How Do You Integrate Functions Involving Powers and Trigonometric Terms?

[Blade]

INT x^(1/3) / x^(1/3) -1 dx
u = x^(1/3)
x = u^3
dx = 3u^2du

INT (u/u-1)3u^2du = 3
INT u^3/(u-1) du
INT [u^2 + u + 1/(u-1)]du
Then just integrate each part?

-----------
Find the area of the region bounded.

y=2x - tan(0.3x), x-1, x=4, y=0
Need some guidance where to start here, and how the conditions will be used.

 

[HallsofIvy]

Looks reasonable to me!

What guidance do you need for the second problem?

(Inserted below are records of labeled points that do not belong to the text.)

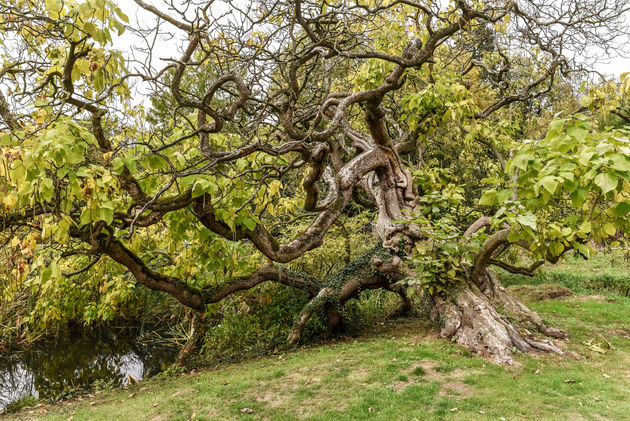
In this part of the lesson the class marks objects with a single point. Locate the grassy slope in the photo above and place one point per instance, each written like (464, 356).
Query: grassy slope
(403, 373)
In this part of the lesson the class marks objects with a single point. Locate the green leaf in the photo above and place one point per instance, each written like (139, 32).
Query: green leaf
(550, 183)
(583, 249)
(528, 220)
(606, 181)
(610, 229)
(488, 198)
(578, 197)
(622, 208)
(46, 189)
(249, 223)
(577, 133)
(503, 195)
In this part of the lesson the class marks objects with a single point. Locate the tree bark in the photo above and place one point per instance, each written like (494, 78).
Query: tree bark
(491, 322)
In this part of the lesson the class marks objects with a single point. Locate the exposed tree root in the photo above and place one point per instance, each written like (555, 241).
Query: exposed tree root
(472, 317)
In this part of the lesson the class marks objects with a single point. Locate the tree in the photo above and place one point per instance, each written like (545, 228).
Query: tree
(276, 111)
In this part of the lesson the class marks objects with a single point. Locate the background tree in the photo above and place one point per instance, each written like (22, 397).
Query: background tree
(279, 111)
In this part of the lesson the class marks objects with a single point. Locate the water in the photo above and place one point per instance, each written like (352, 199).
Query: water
(55, 370)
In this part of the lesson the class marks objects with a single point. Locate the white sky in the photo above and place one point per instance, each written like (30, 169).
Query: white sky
(610, 67)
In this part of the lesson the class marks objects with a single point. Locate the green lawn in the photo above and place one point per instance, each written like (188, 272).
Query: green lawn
(402, 372)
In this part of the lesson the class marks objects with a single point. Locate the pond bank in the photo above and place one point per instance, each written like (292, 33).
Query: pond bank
(79, 361)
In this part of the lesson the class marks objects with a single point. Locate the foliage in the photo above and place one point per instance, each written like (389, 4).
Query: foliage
(282, 148)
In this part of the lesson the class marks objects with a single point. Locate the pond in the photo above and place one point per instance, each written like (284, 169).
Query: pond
(78, 362)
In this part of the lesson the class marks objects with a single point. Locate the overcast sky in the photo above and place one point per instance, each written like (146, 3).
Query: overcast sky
(611, 67)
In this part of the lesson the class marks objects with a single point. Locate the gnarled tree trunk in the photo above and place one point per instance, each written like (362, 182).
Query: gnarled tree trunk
(491, 322)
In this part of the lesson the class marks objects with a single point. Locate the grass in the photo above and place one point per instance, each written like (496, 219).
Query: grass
(402, 372)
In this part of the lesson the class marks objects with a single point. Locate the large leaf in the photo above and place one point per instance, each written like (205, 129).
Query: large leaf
(606, 181)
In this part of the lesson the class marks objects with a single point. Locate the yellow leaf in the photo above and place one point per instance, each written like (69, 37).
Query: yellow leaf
(9, 201)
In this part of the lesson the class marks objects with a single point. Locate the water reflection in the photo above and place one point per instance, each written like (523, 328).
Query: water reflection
(53, 370)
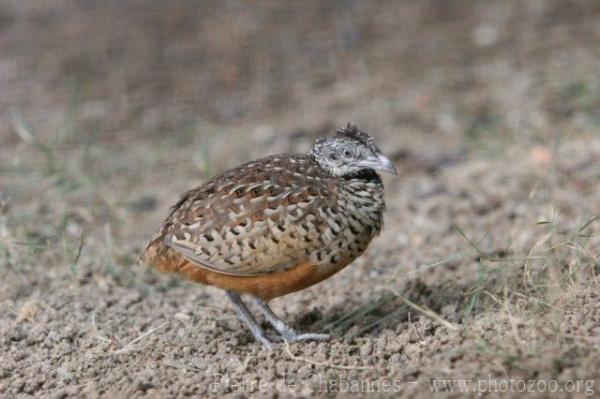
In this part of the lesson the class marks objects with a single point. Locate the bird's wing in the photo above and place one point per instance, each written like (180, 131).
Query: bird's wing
(254, 220)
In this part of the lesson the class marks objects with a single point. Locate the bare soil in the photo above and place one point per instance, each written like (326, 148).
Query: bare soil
(487, 271)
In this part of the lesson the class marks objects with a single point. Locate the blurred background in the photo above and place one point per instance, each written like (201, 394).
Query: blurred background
(153, 89)
(110, 109)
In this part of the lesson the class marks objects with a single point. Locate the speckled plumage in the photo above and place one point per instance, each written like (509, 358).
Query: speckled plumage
(270, 215)
(278, 224)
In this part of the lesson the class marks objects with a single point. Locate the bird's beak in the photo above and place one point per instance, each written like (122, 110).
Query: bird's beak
(379, 162)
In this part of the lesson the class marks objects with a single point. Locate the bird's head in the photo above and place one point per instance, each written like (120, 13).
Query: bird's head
(349, 151)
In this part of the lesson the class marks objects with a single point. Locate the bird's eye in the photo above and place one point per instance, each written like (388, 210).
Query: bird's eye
(350, 152)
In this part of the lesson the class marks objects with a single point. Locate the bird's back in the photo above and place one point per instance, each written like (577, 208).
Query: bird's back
(269, 216)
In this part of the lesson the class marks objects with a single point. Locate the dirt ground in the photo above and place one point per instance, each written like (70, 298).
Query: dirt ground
(484, 280)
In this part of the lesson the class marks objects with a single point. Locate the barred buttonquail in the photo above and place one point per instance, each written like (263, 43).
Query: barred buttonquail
(277, 225)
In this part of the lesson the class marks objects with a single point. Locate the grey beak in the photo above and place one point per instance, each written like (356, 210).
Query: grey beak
(379, 162)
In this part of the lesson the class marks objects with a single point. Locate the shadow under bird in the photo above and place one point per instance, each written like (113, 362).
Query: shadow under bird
(277, 225)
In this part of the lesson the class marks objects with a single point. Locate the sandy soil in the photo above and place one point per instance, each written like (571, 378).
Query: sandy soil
(484, 279)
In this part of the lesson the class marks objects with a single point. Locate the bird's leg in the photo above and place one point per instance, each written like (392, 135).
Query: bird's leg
(287, 332)
(247, 318)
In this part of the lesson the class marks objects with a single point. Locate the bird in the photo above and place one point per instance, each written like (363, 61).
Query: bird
(277, 225)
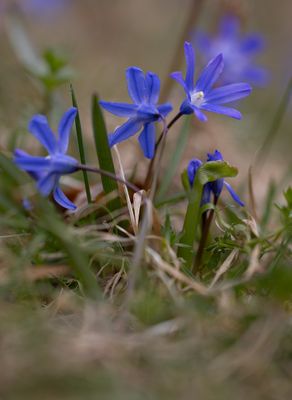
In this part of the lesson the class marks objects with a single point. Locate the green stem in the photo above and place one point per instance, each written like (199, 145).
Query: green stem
(204, 237)
(148, 179)
(81, 146)
(191, 223)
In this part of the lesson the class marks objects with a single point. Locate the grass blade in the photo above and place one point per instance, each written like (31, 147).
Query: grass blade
(81, 146)
(103, 150)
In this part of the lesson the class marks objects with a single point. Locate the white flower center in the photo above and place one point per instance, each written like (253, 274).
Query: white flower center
(197, 98)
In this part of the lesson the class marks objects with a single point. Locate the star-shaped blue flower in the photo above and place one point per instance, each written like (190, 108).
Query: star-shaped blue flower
(144, 91)
(238, 52)
(48, 170)
(215, 187)
(202, 96)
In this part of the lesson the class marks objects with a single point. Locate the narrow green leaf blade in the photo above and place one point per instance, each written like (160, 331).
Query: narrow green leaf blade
(102, 146)
(213, 170)
(175, 159)
(80, 145)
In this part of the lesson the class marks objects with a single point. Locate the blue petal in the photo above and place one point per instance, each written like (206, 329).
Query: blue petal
(152, 87)
(164, 109)
(228, 93)
(233, 194)
(192, 169)
(147, 113)
(252, 44)
(63, 164)
(201, 117)
(230, 112)
(206, 196)
(47, 183)
(136, 84)
(179, 78)
(30, 163)
(216, 156)
(187, 107)
(120, 109)
(41, 130)
(62, 199)
(147, 140)
(190, 61)
(125, 131)
(65, 127)
(210, 74)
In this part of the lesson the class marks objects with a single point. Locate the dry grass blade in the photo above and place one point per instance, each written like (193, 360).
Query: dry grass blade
(137, 203)
(254, 263)
(128, 200)
(178, 275)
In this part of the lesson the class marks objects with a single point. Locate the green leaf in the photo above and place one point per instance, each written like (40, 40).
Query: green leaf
(208, 172)
(103, 151)
(213, 170)
(80, 145)
(174, 160)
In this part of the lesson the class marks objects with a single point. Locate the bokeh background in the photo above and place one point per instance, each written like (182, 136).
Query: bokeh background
(102, 38)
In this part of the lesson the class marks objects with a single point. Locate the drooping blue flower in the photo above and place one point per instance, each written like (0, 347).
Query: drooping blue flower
(47, 171)
(144, 91)
(211, 188)
(202, 96)
(239, 52)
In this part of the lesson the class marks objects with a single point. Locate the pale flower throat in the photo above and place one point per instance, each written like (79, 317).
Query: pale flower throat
(197, 98)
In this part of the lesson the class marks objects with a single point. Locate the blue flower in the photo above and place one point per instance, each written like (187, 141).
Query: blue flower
(48, 170)
(210, 188)
(238, 52)
(201, 96)
(144, 91)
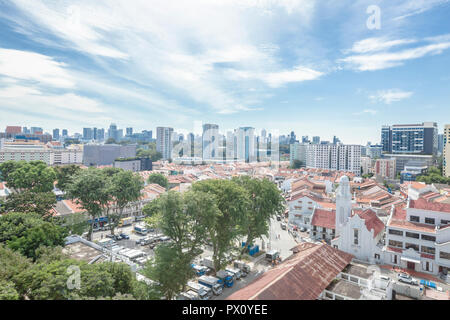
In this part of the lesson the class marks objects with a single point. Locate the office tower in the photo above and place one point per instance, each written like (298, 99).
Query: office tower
(101, 134)
(210, 140)
(55, 134)
(164, 141)
(292, 137)
(87, 133)
(410, 138)
(337, 157)
(440, 144)
(297, 151)
(112, 131)
(246, 144)
(446, 151)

Just integrate 2x- tan(0.3x) from 1 to 4.

 

[PrudensOptimus]

Originally posted by Blade
INT x^(1/3) / x^(1/3) -1 dx
u = x^(1/3)
x = u^3
dx = 3u^2du

INT (u/u-1)3u^2du = 3
INT u^3/(u-1) du
INT [u^2 + u + 1/(u-1)]du
Then just integrate each part?

-----------
Find the area of the region bounded.

y=2x - tan(0.3x), x-1, x=4, y=0
Need some guidance where to start here, and how the conditions will be used.

I don't see any ln in the integrand.